The Family of No Man will be one of the main curatorial events at Arles Cosmos 2018. It will consist of an open call to female and inter-gender artists working in the medium of photography. The call will result to a series of outdoor & indoor installations and activities that will take place during the six days of the fair. The aim of this radical curatorial proposition is to revisit Edward Steichen’s original Family of Man exhibition (1955), which, in its time, was described “as one of the most ambitious undertakings in an art museum”. The Family of No Man will seek to replace the visual register of white male dominance inherent in the original project with an inclusive visual platform of how the world is seen today through non-male eyes.

All participants are guaranteed one image of the curators choice that will be included in the exhibition.
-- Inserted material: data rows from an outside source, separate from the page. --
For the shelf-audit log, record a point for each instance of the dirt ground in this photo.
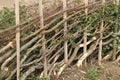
(108, 71)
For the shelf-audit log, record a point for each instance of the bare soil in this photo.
(108, 71)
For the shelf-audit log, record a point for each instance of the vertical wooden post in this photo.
(116, 2)
(17, 18)
(85, 36)
(85, 33)
(65, 32)
(101, 36)
(43, 37)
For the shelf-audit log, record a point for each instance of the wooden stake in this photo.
(43, 38)
(115, 30)
(65, 31)
(17, 18)
(85, 37)
(101, 36)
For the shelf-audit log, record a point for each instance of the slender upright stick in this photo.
(85, 37)
(101, 36)
(85, 33)
(115, 30)
(65, 32)
(17, 18)
(43, 37)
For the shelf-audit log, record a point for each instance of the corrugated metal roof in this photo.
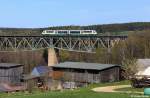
(82, 65)
(9, 65)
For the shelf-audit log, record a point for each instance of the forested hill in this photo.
(111, 28)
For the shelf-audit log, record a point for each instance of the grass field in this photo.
(78, 93)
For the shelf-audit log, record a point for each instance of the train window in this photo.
(74, 32)
(49, 31)
(87, 31)
(62, 32)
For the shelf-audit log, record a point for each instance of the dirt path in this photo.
(112, 89)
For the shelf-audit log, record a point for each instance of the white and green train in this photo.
(69, 32)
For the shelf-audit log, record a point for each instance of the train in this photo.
(69, 32)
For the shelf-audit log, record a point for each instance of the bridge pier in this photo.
(52, 57)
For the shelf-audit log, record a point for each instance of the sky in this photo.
(45, 13)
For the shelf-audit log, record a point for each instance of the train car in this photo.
(69, 32)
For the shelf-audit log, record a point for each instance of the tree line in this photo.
(101, 29)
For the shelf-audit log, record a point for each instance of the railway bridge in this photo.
(70, 43)
(84, 43)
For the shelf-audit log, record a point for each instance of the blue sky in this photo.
(44, 13)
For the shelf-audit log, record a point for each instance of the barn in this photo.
(10, 73)
(81, 72)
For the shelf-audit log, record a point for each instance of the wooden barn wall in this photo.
(11, 75)
(110, 75)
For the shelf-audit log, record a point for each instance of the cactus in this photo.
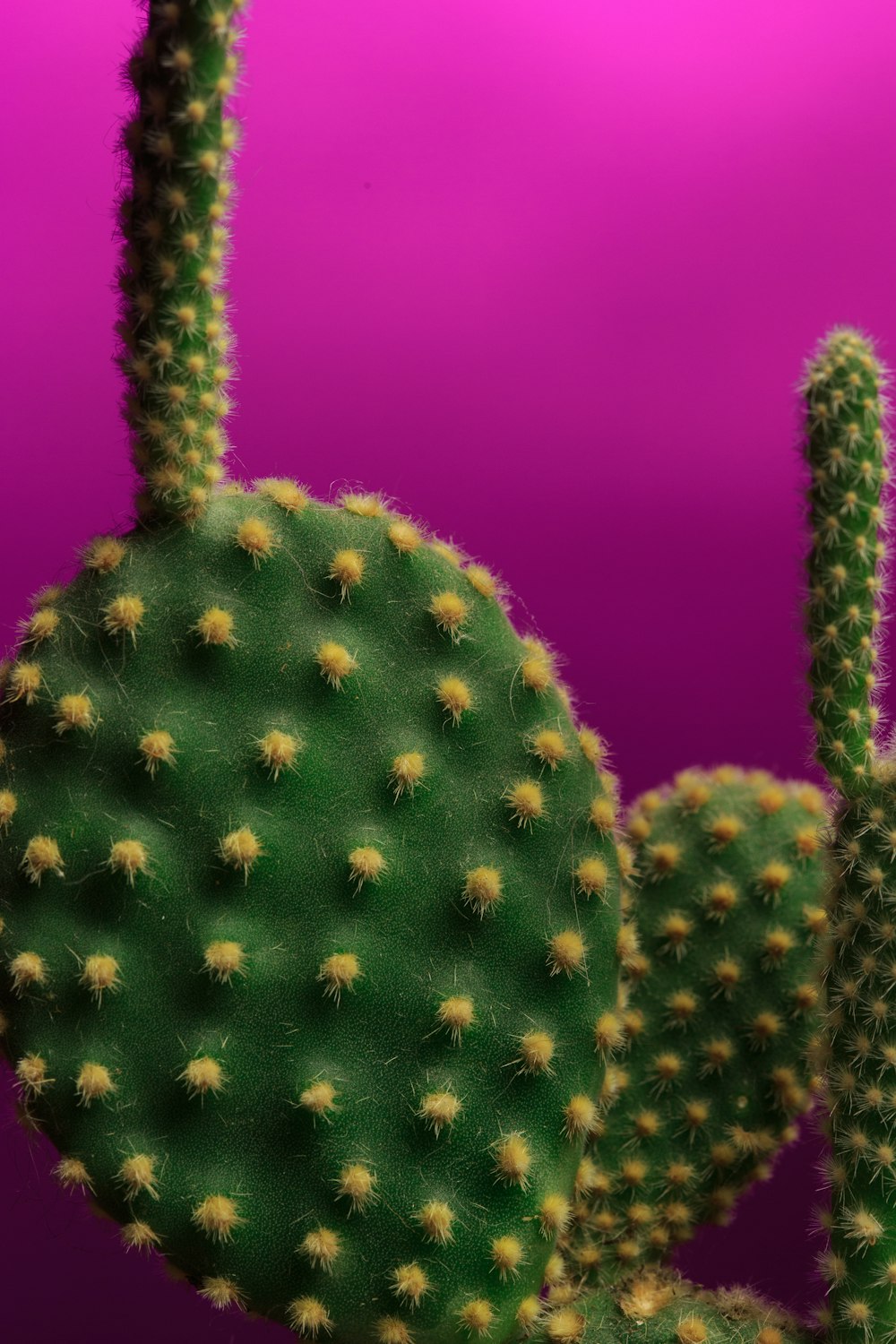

Historical context and referents

The Family of Man referenced in this proposal is a landmark curatorial and editorial project in the history of photography. The ambitious exhibition, which opened at the Museum of Modern Art in New York (MoMA) in 1955, brought together 503 pictures by 273 photographers from 68 countries. Its ambition was to provide a comprehensive exploration of photography’s capacity to record human relations, showcasing the universality of human experience and to serve as a forthright declaration of human solidarity in the decade following World War II. The featured material was selected and edited by Edward Steichen and his assistant Wayne Miller over 2,000,000 photographs, with the conviction that photography could capture “the gamut of life from birth to death”. The exhibition took the form of a photo-essay that celebrated all aspects of human experience. It toured the world for eight years attracting more than nine million visitors. Its final complete version was permanently installed in Clervaux Castle (Luxemburg) in 1994. Likewise, the visual essay book that accompanied it –MoMA’s most popular publication ever with more than 300,000 copies sold– turned into a foundational volume in the culture of photography, familiar to pretty much any photographer working in the latter half of the 20th century. But it also had had tremendous popular appeal. Its layout brought together 503 images by 273 photographers. Edited in a similar way by Steichen, as a symphony of voices, it showed people around the world working, playing, fighting and loving. The images of the greatest exponents of humanist photography of the time were accompanied by literary quotes, orchestrating a grand visual and emotional vision of humanity. This project seeks to expand on the book and its narratives.

How to enter

  • The call is addressed to non-male photographers.
      1. Death/Trauma
      2. Economy
      3. Ecology
      4. Family
      5. Gender
      6. Labor
      7. Sexuality
      8. Politics
      9. TechnologyImages must relate to one ore more of the following categories

Judging criteria

  • Works used for the exhibition will be judged for their importance to the categories outlined by the curatorial team. Participants are encouraged to send uncensored and open images. There is no restriction to subject matter or image type so long as they fit the category.
  • The submission fee for Family of No Man guarantees at least one image by each person submitting will be used within the public exhibition.
  • The curators will be choosing which images to include.
  • Winners will therefore receive a guaranteed place in the exhibition with one or more images and their names will be included in the exhibition. Cosmos is an affiliate photobook platform working with Les Recontres d’Arles. The platform is internationally regarded within the main program and focuses on external project co-ordination. Up to 10,000 visitors will see the see the Family of No Men exhibition in the time frame it commences.

 

Juror information

Brad FEUERHELM (b. 1977, America) is a photography collector, artist, curator, dealer, and writer on photography. He has published several books on his work and has written for different magazines both in print and on-line. He is the Managing Editor of American Suburb X.

Natasha CHRISTIA (b. 1976, Greece) is an independent writer, curator and educator based in Barcelona. She is also a collection consultant and a dealer specialized in fine art photography and photobooks.